PALU – Kantor Wilayah Kementrian Agama Provinsi Sulawesi Tengah melalui Kabid Bimais, melaksanakan workshop Standar Kompetensi Kerja Nasional Indonesia (SKKNI), yang melibatkan Amil BAZNAS kabupaten/kota se-Sulawesi Tengah. Workshop ini digelar di salah satu tempat di Kota Palu, Selasa (28/09).

Plt Kanwil Kemenag Sulteng H. Mukhlis, yang membuka acara tersebut mengatakan, BAZNAS merupakan lembaga yang dibentuk pemerintah, yang tujuannya untuk mengumpulkan zakat.
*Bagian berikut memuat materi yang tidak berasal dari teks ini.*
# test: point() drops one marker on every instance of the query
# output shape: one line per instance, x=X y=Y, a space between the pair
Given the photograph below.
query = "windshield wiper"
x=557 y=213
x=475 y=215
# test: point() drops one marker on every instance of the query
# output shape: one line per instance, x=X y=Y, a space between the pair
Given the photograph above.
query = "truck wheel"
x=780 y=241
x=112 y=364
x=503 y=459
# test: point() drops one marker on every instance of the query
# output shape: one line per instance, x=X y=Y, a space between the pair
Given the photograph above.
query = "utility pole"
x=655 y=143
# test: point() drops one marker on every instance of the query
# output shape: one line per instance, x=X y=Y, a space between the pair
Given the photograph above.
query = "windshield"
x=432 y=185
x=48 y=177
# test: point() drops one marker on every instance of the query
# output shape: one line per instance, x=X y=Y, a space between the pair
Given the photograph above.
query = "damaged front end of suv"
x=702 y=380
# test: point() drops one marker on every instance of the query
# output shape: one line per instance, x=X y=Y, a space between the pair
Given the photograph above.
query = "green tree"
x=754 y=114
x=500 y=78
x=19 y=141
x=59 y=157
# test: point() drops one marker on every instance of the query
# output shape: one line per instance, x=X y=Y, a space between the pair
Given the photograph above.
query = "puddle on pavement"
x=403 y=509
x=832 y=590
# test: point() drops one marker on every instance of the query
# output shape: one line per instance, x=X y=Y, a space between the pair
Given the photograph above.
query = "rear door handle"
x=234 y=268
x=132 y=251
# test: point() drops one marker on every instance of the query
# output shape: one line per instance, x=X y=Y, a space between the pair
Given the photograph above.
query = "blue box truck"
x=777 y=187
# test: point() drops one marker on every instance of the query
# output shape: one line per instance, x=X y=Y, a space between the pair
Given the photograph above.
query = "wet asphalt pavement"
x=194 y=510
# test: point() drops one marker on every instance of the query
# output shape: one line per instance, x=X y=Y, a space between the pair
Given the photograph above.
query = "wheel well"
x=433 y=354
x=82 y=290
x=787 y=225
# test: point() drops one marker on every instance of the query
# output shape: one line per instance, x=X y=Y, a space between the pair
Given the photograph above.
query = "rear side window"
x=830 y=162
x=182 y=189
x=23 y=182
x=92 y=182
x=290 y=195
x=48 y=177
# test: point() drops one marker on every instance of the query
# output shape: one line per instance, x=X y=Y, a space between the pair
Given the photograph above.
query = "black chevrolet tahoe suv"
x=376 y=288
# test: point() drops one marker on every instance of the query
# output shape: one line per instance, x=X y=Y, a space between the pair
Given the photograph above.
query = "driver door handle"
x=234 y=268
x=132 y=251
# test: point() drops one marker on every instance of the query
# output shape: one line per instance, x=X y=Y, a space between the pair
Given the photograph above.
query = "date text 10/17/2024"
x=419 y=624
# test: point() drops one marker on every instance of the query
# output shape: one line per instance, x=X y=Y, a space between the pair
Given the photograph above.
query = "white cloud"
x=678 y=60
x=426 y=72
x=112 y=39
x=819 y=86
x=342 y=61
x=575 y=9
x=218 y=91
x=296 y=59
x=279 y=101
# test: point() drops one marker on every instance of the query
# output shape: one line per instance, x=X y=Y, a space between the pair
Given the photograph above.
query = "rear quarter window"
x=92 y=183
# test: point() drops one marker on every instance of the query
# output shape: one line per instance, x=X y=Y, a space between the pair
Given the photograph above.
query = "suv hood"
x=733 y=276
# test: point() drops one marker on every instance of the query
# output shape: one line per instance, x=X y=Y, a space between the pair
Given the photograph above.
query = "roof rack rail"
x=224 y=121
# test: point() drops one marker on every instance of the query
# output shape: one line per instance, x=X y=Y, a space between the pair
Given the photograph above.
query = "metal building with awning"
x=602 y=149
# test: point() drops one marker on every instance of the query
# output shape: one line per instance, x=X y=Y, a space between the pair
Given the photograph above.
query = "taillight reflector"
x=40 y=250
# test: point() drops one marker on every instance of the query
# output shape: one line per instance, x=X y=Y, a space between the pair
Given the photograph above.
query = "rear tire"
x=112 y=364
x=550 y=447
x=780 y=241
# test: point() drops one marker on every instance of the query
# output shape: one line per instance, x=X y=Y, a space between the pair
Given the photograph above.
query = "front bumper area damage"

Dengan menggerakan dan mengelola dana umat yang sesuai standar.

“Amil merupakan profesi yang sangat jelas dinyatakan dalam Alquran, Olehnya, amil bekerja sesuai amanah serta menyalurkan dan dirasakan bagi gang benar menerima,” terangnya.

Pengurus maupun Amil BAZNAS lanjutnya, harus gencar memberikan pemahaman terkait zakat kepada masyarakat.

“Khususnya bagi orang orang yang memiliki kelebihan harta, agar mengeluarkan zakat dari hartanya yang di milikinya tersebut,” ajaknya.

Mukhlis yang saat ini masih sebagai pejabat kepala Kantor Kementerian Agama Kabupaten Toli-Toli itu menegaskan, harta yang dimiliki ada pemotongan zakat 2,5 persen di dalamnya, dan dalam Alquran dinyatakan “ambilah”.

“Di situ ada penegasan ambil, bukan meminta kepada wajib zakat, namun selama ini kesadaran soal itu pada wajib zakat masih kurang,” tandasnya.

Sementara Kasi Pengelolaan Zakat dan Wakaf Kanwil Kemenag Sulteng H. Umar mengatakan, dilaksanakannya SKKNI dengan tujuan untuk penguatan bagi Amil BAZNAS.

Selain itu, melaksanakan tanggung jawab teknis dan administrasi atas implementasi, pembinaan dan pengembangan standar kompetensi dan uji kompetensi.

“Dengan berjalannya standar pengelolaan zakat yang baik secara administrasi maupun kinerja, serta hal lainnya, maka diharapkan Baznas kedepannya akan lebih maksimal dalam pengelolaan dana umat,” kata Umar.